One patient from each group dropped out (see Consolidated Standards of Reporting Trials (CONSORT) statement) (Fig. 1). Patient characteristics are shown in Table I.
Randomization was performed in a 1:1 ratio using envelopes containing either the text ”control” or ”active”, generated by a random list in the SAS programme.

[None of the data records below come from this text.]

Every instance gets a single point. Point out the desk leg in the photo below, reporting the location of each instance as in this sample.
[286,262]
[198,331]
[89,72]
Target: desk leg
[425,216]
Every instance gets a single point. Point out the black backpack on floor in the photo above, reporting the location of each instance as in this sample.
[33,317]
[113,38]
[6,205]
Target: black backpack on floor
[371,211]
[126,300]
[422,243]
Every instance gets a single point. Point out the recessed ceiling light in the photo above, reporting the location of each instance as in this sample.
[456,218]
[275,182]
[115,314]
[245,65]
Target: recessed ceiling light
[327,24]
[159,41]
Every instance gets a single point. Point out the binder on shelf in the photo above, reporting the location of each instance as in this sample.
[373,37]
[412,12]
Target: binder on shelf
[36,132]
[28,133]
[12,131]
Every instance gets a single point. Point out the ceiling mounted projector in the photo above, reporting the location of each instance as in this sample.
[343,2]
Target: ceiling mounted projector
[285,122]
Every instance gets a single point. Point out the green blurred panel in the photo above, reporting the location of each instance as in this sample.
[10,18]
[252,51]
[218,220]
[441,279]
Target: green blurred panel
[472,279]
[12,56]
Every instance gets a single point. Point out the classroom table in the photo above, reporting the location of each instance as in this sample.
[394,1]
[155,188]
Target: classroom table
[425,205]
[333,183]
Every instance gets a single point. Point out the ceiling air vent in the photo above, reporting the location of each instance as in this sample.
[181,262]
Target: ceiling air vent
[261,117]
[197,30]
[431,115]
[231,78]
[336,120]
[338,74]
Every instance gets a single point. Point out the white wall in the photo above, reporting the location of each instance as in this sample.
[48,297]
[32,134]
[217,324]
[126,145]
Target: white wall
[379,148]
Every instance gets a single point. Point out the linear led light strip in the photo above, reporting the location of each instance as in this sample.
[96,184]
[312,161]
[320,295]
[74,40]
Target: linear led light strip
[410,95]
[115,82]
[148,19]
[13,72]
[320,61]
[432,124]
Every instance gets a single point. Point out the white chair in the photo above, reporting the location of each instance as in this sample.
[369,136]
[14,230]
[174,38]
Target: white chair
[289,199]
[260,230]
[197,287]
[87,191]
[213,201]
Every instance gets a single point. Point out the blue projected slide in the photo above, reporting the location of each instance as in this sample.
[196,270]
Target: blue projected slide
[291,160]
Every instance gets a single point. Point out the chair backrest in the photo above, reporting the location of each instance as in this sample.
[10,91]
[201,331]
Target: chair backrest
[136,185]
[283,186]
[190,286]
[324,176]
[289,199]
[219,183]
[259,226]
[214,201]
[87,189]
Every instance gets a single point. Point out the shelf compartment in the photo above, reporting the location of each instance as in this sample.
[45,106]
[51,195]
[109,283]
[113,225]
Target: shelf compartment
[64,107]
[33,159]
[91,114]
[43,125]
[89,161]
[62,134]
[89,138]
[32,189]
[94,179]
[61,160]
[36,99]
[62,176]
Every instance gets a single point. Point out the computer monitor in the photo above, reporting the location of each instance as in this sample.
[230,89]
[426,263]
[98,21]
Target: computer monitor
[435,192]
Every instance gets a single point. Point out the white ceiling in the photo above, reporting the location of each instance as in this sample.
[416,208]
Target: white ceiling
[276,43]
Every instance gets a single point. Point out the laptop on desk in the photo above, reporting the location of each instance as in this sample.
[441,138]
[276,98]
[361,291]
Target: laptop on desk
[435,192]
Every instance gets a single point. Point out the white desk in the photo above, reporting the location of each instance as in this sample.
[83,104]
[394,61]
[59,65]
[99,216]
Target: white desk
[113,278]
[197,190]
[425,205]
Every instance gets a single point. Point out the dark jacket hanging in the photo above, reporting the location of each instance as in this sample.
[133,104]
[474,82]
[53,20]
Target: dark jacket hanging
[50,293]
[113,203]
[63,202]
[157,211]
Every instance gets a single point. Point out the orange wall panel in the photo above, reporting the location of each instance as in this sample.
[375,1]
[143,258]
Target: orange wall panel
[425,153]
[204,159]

Compliance with the training programme was high. If the subjects were unable to attend a training session they were offered an extra training session at the end of their training period. All subjects in the training group completed 36 training sessions.
Fig. 1. Consolidated Standards of Reporting Trials (CONSORT) flow diagram.
| Table I. Baseline characteristics, medical history, exercise activity and medication of 47 patients with atrial fibrillation (AF) | ||
|
| Training n = 24 | Controls n = 23 |
| Age, years, mean (SD) | 69.5 (7.3) | 70.9 (8.3) |
| Male sex, n (%) | 18 (0.75) | 17 (0.74) |
| Body height, cm, mean (SD) | 177 (10) | 175 (8) |
| Body weight, kg, mean (SD) | 92.9 (17.4) | 90.5 (12.9) |
| Body mass index, kg × m–2, mean (SD) | 29.6 (3.8) | 29.7 (4.8) |
| AF duration, years, mean (SD) | 5.3 (6.4) | 7.4 (9.6) |
| Admitted for AF, proportion, n (%) | 21 (0.87) | 20 (0.86) |
| Number of admissions for AF, mean (SD) | 2.0 (1.0) | 2.5 (1.8) |
| Hypertension, proportion, n (%) | 20 (0.82) | 15 (0.65) |
| Physically active weekly, proportion, n (%) | 16 (0.65) | 12 (0.52) |
| Physical activity, h/week, mean (SD) | 4.2 (2.1) | 5.5 (4.9) |
| β-blocker treatment, proportion, n (%) | 18 (0.67) | 13 (0.57) |
| Digoxin treatment, proportion, n (%) | 9 (0.38) | 9 (0.39) |
| ACE-I and ATIIA treatment, proportion, n (%) | 13 (0.54) | 10 (0.44) |
| Diuretic treatment, proportion, n (%) | 7 (0.29) | 4 (0.17) |
| Statin treatment, proportion, n (%) | 5 (0.21) | 4 (0.17) |
| Warfarin treatment, proportion, n (%) | 21 (0.87) | 18 (0.78) |
| There were no significant differences between the groups. Medication was unchanged from baseline to after the training period. SD: standard deviation; ACE-I: Angiotensin-Converting-Enzyme Inhibitor; ATIIA: Angiotensin II receptor Antagonist. | ||
Effects of training
Muscle strength. Baseline muscle strength was similar in trained patients and controls (p = 0.7). In the training group there was a non-significant increase in muscle strength after the training period (p = 0.12). In the control group muscle strength was similar before and after the study period (p = 0.96). After the study period muscle strength was significantly higher in the training group than in the control group (p = 0.01) (Table II and Fig. 2).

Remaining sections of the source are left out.